"The Remington Rolling Block rifle produced by E. Remington and Sons (later Remington Arms Company) was one of two rifles probably used more than any other by the buffalo hunters who hunted the American bison herds in the 1870s and 1880s. The other rifle was the Sharps Rifle. This series of rifles was made in quantities and exported to other countries. They are also in a variety of calibres some of the more common was .45-70 or 11mm, or the later model such as the Remington model 6 which was in .22 calibre. Many were used by Argentina before being replaced in 1891 by the new 7.65mm Mausers.
The rolling block is one of the strongest actions ever designed. Due to 19th century techniques, as with most vintage firearms produced for black powder cartridges, rifles and pistols manufactured using this action during the 19th and early 20th centuries may not be suitable for modern, high powered ammunition. Rolling block rifles were made for smokeless powder cartridges.

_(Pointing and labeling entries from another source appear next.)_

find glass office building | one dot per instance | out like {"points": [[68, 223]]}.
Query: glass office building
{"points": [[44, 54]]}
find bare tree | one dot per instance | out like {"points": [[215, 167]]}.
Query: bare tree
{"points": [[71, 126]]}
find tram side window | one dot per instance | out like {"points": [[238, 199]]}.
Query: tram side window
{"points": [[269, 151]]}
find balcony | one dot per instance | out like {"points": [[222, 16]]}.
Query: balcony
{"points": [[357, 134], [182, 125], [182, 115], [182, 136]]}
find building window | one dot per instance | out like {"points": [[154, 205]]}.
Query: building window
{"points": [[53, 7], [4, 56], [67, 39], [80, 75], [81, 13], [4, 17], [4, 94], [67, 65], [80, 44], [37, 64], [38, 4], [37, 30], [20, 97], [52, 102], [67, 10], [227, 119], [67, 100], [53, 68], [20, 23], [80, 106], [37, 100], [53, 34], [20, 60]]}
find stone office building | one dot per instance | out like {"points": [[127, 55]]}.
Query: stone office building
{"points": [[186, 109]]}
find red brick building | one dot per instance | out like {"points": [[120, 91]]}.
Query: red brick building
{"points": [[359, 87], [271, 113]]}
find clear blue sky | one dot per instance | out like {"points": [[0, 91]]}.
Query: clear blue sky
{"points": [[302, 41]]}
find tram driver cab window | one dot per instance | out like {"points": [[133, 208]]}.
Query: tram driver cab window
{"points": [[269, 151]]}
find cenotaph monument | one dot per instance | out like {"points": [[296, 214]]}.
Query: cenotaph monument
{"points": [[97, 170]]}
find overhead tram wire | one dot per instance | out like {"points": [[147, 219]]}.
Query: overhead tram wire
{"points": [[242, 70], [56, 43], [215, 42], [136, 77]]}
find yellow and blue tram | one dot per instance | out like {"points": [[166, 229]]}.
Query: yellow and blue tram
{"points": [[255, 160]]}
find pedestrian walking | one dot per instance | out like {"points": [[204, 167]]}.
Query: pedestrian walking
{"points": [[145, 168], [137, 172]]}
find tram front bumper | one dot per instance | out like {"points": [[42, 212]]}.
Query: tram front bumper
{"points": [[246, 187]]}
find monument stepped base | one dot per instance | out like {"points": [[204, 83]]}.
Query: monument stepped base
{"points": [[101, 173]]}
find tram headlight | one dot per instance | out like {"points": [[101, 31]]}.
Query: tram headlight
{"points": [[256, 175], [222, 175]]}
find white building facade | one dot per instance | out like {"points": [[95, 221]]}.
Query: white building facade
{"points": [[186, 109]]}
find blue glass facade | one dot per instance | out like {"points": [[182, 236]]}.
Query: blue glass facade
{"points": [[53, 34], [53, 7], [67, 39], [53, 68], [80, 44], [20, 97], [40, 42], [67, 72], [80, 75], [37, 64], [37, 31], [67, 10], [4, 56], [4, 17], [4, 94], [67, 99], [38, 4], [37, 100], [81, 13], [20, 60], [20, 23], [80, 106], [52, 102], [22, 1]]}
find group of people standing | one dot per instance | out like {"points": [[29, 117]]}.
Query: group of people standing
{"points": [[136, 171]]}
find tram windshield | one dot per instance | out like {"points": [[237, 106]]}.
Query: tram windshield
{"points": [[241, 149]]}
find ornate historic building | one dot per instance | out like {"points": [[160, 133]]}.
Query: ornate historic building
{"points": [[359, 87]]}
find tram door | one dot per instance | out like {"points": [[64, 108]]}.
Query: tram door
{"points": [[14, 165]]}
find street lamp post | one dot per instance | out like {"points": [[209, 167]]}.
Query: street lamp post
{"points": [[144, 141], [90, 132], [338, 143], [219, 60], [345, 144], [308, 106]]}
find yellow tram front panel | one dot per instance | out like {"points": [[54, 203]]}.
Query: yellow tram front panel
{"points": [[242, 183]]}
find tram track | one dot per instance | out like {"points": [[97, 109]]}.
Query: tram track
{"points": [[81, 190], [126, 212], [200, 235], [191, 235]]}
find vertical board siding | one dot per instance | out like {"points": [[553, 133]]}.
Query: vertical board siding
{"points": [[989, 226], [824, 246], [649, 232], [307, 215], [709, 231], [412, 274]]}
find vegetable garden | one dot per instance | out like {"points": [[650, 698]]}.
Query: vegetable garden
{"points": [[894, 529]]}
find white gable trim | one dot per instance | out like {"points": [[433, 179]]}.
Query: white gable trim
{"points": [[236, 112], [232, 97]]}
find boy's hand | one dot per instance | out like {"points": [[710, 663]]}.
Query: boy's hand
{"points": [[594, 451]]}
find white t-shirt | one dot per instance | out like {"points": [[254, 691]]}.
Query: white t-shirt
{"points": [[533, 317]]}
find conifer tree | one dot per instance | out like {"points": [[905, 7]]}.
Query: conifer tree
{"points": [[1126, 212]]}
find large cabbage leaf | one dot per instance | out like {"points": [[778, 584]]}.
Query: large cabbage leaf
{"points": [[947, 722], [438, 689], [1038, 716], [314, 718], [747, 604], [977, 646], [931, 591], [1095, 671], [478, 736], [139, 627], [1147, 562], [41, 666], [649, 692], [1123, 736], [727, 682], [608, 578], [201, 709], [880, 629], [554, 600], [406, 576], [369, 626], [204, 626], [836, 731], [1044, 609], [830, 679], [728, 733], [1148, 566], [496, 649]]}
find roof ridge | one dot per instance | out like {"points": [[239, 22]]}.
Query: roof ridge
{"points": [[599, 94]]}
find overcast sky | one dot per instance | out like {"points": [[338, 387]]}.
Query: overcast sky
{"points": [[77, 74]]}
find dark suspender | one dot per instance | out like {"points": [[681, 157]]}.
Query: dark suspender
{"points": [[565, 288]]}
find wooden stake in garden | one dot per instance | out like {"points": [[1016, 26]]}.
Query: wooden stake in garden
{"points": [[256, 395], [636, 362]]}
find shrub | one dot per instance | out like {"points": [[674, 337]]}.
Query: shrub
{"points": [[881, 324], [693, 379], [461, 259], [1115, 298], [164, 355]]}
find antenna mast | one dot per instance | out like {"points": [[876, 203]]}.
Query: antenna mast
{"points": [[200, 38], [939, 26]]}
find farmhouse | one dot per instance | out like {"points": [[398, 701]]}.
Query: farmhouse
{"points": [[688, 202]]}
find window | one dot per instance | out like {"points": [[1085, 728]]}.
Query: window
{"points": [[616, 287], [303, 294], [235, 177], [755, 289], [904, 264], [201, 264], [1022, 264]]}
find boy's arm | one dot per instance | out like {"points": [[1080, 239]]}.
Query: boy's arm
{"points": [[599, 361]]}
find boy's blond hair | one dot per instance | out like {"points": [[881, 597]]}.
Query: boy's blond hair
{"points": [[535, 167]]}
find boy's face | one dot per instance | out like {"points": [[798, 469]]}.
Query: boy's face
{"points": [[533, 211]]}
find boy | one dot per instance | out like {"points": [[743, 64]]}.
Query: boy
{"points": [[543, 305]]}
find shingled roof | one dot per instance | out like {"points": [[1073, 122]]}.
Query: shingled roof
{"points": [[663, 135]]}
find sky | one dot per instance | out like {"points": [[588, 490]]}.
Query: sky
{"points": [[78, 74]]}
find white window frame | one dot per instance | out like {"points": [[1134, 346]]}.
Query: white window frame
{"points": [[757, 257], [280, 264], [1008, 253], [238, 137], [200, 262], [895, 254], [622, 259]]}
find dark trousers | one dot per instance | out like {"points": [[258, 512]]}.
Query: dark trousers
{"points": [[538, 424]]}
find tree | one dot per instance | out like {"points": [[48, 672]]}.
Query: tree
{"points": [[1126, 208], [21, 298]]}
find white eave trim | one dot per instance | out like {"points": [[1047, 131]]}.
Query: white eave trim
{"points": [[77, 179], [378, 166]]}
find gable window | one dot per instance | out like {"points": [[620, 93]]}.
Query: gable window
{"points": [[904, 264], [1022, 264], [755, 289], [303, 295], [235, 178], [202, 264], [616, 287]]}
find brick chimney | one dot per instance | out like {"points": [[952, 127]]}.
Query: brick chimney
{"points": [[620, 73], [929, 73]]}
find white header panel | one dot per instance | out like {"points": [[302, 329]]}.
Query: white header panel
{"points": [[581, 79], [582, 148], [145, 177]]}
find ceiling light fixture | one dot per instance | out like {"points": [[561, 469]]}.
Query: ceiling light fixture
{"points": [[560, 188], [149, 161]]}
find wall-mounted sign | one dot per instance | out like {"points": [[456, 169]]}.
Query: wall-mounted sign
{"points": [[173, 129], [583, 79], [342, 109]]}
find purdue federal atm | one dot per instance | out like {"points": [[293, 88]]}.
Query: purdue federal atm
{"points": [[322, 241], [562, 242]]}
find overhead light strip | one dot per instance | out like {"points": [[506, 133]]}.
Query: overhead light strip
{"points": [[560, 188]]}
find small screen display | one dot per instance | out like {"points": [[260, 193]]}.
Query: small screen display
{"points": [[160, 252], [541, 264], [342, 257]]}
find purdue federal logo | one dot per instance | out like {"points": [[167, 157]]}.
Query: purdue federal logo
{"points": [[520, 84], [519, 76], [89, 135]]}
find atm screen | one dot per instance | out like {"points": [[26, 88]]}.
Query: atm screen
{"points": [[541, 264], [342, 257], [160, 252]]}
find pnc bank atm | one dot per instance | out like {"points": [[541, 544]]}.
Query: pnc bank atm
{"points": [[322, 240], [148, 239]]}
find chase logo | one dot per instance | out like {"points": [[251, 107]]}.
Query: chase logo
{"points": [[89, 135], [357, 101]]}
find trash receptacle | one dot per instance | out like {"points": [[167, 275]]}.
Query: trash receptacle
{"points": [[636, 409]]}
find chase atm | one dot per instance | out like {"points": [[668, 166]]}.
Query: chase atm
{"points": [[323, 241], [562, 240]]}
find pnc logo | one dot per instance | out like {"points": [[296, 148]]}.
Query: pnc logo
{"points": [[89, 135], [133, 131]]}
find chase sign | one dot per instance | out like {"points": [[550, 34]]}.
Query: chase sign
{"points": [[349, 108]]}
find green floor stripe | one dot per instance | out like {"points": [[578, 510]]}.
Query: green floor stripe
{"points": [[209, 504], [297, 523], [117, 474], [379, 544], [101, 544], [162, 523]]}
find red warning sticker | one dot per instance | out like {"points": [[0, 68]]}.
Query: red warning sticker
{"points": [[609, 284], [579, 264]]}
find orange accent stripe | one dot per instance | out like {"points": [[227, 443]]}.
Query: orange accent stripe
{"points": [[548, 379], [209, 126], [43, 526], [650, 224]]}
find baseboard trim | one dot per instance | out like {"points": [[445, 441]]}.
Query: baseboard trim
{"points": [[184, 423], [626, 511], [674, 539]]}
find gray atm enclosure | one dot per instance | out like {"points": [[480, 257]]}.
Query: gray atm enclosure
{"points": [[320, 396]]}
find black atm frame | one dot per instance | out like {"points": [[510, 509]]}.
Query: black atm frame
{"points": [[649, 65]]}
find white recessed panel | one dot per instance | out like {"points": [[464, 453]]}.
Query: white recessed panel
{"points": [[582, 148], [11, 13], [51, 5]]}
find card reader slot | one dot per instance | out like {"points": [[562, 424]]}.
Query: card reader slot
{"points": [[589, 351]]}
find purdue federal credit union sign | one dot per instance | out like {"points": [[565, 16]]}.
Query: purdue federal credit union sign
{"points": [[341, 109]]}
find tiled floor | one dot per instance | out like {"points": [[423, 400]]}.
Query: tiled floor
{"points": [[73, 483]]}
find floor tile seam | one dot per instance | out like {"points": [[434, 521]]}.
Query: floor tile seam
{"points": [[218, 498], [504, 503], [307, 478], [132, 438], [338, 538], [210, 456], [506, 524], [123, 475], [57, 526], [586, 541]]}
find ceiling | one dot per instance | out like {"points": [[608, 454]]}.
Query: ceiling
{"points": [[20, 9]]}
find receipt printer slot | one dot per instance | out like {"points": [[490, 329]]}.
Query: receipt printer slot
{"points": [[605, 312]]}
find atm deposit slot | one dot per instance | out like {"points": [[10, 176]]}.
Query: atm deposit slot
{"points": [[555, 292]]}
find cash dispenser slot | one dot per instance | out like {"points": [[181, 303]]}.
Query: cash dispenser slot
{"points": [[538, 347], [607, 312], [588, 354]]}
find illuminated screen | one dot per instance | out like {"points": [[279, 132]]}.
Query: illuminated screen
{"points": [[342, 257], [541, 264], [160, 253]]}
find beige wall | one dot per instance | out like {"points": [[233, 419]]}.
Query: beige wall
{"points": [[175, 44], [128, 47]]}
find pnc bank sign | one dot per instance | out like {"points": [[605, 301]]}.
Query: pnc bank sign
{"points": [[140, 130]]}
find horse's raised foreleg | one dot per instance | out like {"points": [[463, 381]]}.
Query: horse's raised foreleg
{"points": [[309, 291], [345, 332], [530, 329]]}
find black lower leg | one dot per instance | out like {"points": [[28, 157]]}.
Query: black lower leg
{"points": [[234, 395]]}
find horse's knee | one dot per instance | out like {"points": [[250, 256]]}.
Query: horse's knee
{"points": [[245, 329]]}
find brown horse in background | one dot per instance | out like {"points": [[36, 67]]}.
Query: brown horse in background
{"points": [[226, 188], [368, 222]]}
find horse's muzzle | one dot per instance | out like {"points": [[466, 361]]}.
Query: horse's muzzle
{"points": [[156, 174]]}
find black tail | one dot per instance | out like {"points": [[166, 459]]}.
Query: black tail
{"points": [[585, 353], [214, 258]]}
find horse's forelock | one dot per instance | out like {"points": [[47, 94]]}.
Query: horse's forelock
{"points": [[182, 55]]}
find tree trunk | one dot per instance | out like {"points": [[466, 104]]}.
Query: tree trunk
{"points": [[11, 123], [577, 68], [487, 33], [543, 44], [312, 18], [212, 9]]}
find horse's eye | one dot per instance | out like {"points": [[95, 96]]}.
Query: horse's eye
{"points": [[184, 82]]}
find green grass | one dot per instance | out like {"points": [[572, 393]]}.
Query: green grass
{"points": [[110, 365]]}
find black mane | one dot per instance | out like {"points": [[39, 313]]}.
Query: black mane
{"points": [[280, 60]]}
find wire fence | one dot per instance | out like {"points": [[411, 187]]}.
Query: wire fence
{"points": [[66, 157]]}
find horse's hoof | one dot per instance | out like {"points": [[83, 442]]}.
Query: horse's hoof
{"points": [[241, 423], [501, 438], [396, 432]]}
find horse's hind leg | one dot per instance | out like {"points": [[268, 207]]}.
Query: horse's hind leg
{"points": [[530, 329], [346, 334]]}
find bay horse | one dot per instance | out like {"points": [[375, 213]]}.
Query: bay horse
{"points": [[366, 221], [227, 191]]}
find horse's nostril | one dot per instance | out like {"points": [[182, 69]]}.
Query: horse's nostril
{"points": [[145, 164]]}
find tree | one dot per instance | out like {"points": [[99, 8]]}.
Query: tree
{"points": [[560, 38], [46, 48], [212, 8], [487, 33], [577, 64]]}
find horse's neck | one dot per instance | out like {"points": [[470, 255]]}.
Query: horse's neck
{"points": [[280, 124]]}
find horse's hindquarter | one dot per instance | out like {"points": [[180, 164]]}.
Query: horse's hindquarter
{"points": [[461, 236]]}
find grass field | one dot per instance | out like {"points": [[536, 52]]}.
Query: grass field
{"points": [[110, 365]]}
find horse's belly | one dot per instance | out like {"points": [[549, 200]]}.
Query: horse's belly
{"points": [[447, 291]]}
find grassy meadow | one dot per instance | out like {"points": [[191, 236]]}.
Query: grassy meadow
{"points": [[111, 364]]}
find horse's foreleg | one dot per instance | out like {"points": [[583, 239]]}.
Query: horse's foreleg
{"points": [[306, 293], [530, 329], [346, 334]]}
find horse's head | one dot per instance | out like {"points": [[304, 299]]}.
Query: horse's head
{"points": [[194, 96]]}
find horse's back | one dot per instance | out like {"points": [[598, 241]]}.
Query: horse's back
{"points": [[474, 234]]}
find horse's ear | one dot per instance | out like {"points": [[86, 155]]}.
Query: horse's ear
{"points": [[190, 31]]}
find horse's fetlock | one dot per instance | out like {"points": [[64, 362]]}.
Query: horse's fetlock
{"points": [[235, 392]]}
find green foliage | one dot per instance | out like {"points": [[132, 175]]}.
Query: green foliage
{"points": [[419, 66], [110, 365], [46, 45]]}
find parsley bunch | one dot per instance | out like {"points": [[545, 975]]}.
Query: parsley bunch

A rolling block is a form of firearm action where the sealing of the breech is done with a specially shaped breech block able to rotate on a pin. The breech block is shaped like a section of a circle. The breech block is locked into place by the hammer, thus preventing the cartridge from moving backwards at the moment of firing. By cocking the hammer, the breech block can be rotated freely to reload the weapon."
Possibly the odd one or two colonials may have had them, but not standard issue!